Ciò, in quanto il diritto di recesso mira a proteggere il consumatore nel particolare contesto della conclusione del contratto fuori dei locali commerciali, dove il consumatore è maggiormente esposto a pressioni psicologiche o al fattore sorpresa, sicché l’informazione su tale diritto è importante per consentirgli di decidere con cognizione di causa se concludere meno il contratto. L’obiettivo della direttiva - garantire un elevato livello di tutela dei consumatori - sarebbe compromesso se si ammettesse la possibilità che il consumatore, a seguito di recesso da un contratto di servizi concluso fuori dei locali commerciali, sostenga costi non espressamente previsti dalla direttiva medesima.
Si è posto poi il problema di definire, ai sensi dell'art. 2, punto 16, di tale direttiva, quale sia il tipo di valutazione (soggettiva od oggettiva) da effettuarsi della nozione di garanzia commerciale.
L'occasione è nata da una controversia tra due società in merito alla legittimità di una dichiarazione apposta su determinati prodotti commercializzati da una di esse (causa C-133/22).
La Corte ha rilevato che il citato art. 2, punto 16, della direttiva 2011/83/Ue sui diritti dei consumatori va interpretato nel senso che la nozione di “garanzia commerciale” include, a titolo di “qualsiasi altro requisito non relativo alla conformità, enunciat[o] nella dichiarazione di garanzia o nella relativa pubblicità disponibile al momento o prima della conclusione del contratto”, l’impegno preso dal garante nei confronti del consumatore, vertente su circostanze inerenti alla persona di quest’ultimo, quali la sua soddisfazione, rispetto al bene acquistato, lasciata alla sua valutazione personale, senza che, per attivare detta garanzia, l’esistenza di tali circostanze debba essere valutata oggettivamente.
Un ulteriore arresto si è occupato, infine, di diritto di recesso da un contratto a distanza del consumatore, nell'ipotesi di abbonamenti on-line.

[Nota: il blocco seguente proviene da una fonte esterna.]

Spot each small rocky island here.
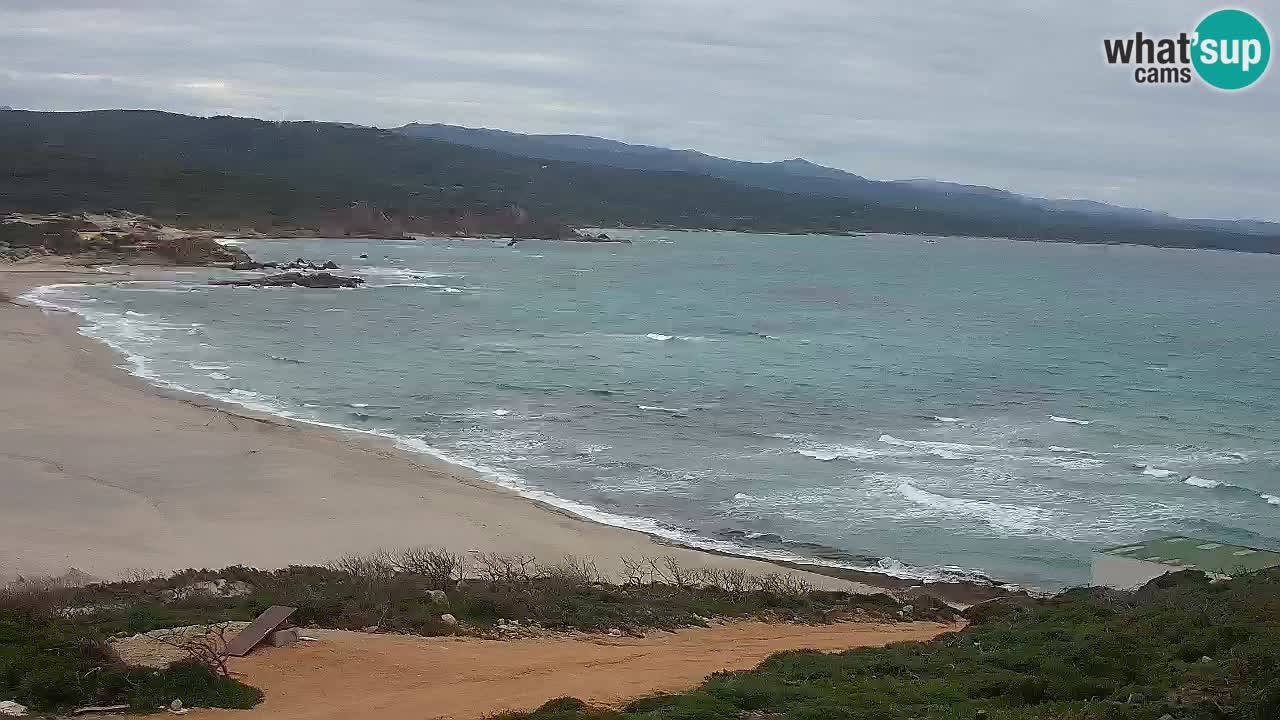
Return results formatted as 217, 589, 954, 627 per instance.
209, 270, 365, 288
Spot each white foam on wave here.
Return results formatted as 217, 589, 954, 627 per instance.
897, 479, 1053, 536
878, 434, 1000, 456
795, 450, 844, 462
349, 265, 462, 279
1048, 445, 1093, 455
367, 283, 467, 289
636, 405, 689, 415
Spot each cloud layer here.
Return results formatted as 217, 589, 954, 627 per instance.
0, 0, 1280, 219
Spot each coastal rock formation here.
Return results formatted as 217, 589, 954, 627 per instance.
232, 255, 338, 270
0, 213, 251, 266
209, 272, 365, 288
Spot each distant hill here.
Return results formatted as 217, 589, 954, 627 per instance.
397, 123, 1280, 234
0, 110, 1280, 252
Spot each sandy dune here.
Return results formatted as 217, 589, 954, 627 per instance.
193, 623, 957, 720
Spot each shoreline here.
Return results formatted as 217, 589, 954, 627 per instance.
0, 260, 1009, 605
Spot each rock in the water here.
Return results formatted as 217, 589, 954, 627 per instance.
209, 272, 365, 288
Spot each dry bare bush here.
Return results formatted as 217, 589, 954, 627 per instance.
392, 547, 467, 591
755, 573, 813, 597
328, 550, 396, 582
0, 577, 74, 615
476, 552, 538, 583
151, 623, 238, 678
538, 555, 605, 585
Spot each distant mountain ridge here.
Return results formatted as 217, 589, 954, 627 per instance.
394, 123, 1280, 234
0, 110, 1280, 254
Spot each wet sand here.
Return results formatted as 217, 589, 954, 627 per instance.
192, 623, 960, 720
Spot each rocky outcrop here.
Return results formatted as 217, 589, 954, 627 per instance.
209, 272, 365, 288
232, 256, 338, 270
0, 213, 252, 266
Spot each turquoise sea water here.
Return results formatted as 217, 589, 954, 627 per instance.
22, 231, 1280, 588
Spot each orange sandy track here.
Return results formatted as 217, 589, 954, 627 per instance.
192, 623, 959, 720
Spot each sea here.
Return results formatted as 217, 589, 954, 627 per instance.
27, 229, 1280, 591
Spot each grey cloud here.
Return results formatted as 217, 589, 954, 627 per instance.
0, 0, 1280, 218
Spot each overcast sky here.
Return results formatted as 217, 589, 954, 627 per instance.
0, 0, 1280, 219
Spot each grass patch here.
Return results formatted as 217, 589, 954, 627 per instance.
494, 570, 1280, 720
0, 548, 955, 717
0, 607, 262, 712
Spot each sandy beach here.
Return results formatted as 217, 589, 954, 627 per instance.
0, 265, 885, 589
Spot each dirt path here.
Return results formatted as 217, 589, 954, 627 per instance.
192, 623, 955, 720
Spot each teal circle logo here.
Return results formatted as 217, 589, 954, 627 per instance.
1192, 10, 1271, 90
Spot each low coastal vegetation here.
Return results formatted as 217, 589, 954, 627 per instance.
0, 548, 955, 711
0, 548, 1280, 720
500, 570, 1280, 720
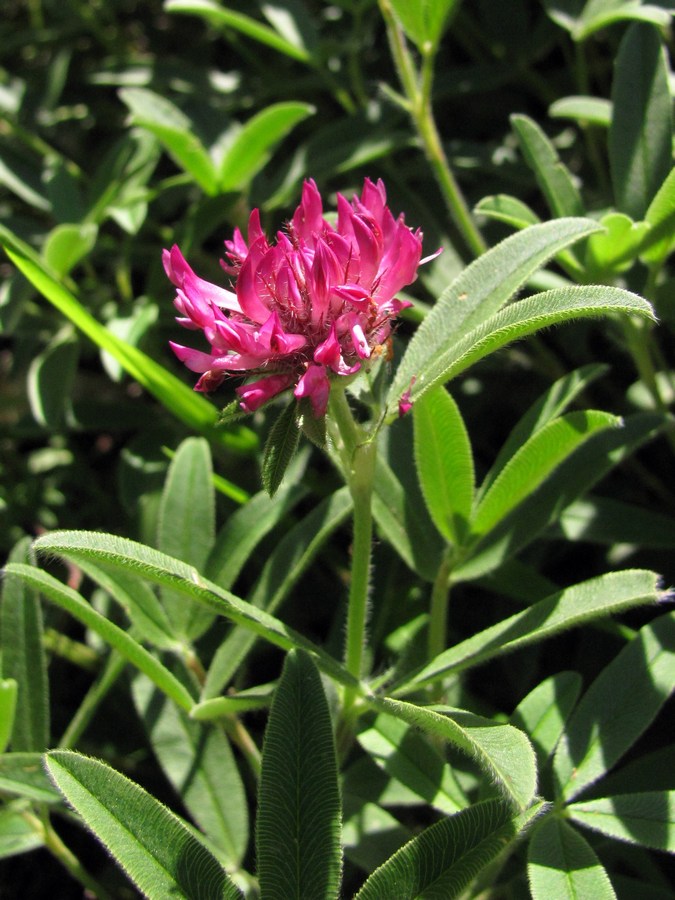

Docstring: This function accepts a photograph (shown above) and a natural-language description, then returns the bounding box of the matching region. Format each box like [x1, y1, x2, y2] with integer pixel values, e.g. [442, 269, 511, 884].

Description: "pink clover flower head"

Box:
[163, 179, 436, 417]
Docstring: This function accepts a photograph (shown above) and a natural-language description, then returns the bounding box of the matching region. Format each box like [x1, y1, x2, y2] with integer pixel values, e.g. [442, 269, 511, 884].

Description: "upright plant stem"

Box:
[23, 812, 113, 900]
[427, 554, 450, 661]
[379, 0, 487, 256]
[330, 386, 376, 713]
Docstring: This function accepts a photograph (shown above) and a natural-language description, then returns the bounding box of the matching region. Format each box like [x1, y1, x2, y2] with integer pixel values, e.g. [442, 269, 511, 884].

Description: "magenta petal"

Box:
[398, 375, 417, 418]
[237, 237, 271, 323]
[314, 322, 341, 372]
[260, 312, 307, 355]
[352, 215, 382, 286]
[169, 341, 213, 372]
[377, 224, 422, 306]
[293, 178, 326, 245]
[236, 375, 293, 412]
[293, 366, 330, 419]
[361, 178, 387, 221]
[351, 322, 370, 359]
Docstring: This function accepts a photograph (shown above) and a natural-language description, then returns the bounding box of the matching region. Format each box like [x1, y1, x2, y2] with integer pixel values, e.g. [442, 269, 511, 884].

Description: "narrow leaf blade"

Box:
[256, 652, 342, 900]
[262, 400, 300, 497]
[157, 438, 216, 640]
[164, 0, 311, 63]
[609, 23, 673, 220]
[219, 102, 314, 191]
[511, 115, 584, 217]
[46, 750, 242, 900]
[34, 531, 356, 688]
[399, 569, 662, 691]
[389, 219, 600, 407]
[0, 225, 257, 451]
[368, 697, 537, 809]
[0, 540, 49, 752]
[7, 563, 193, 709]
[355, 800, 542, 900]
[527, 817, 616, 900]
[567, 791, 675, 853]
[554, 613, 675, 800]
[471, 410, 621, 537]
[413, 387, 474, 545]
[132, 675, 248, 869]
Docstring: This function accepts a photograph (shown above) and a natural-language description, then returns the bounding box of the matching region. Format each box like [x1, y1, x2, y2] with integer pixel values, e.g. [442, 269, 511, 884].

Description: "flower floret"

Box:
[163, 179, 436, 416]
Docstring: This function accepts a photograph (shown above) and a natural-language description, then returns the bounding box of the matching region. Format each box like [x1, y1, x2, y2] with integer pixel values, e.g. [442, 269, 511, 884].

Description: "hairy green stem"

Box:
[379, 0, 487, 256]
[23, 812, 113, 900]
[330, 386, 376, 712]
[59, 651, 126, 749]
[427, 553, 450, 661]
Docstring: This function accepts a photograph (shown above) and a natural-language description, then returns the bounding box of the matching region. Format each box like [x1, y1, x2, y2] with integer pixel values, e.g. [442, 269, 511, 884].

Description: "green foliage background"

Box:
[0, 0, 675, 900]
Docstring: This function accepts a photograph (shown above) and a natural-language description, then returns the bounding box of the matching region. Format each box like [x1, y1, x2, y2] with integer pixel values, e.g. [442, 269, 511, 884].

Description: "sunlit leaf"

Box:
[527, 816, 616, 900]
[256, 652, 342, 900]
[355, 800, 542, 900]
[554, 613, 675, 800]
[46, 750, 242, 900]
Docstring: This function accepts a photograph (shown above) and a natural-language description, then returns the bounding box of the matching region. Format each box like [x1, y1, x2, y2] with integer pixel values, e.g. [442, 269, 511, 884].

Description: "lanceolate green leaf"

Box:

In particolare, si è esaminato il caso di una società che gestisce piattaforme di apprendimento on line destinate agli studenti: al momento della prima sottoscrizione, l’abbonamento può essere testato gratuitamente per 30 giorni e può essere risolto in qualsiasi momento durante tale periodo, ma alla scadenza dei 30 giorni diventa a pagamento e, quando scade senza essere stato risolto, è rinnovato automaticamente per una durata determinata. Al momento della sottoscrizione dell’abbonamento a distanza, la società informa i consumatori del diritto di recesso.
Tuttavia, un'associazione per la tutela dei consumatori ha ritenuto che il consumatore disponesse del diritto di recesso non solo rispetto alla sottoscrizione di un abbonamento di prova gratuito di 30 giorni, ma anche rispetto alla trasformazione di tale abbonamento in abbonamento a pagamento e al suo rinnovo (causa C-565/22).
La Corte di Giustizia, chiamata a interpretare sul punto la direttiva sui diritti dei consumatori, ha stabilito che Il diritto del consumatore di recedere da un contratto a distanza, nel caso della sottoscrizione di un abbonamento che comporta un periodo iniziale gratuito e che, in assenza di risoluzione, è rinnovato automaticamente, è in linea di principio garantito una sola volta. Tuttavia, se al momento della sottoscrizione dell’abbonamento il consumatore non è stato informato in maniera chiara, esplicita e comprensibile che dopo il periodo iniziale gratuito l’abbonamento diventa a pagamento, egli disporrà di un nuovo diritto di recesso dopo tale periodo.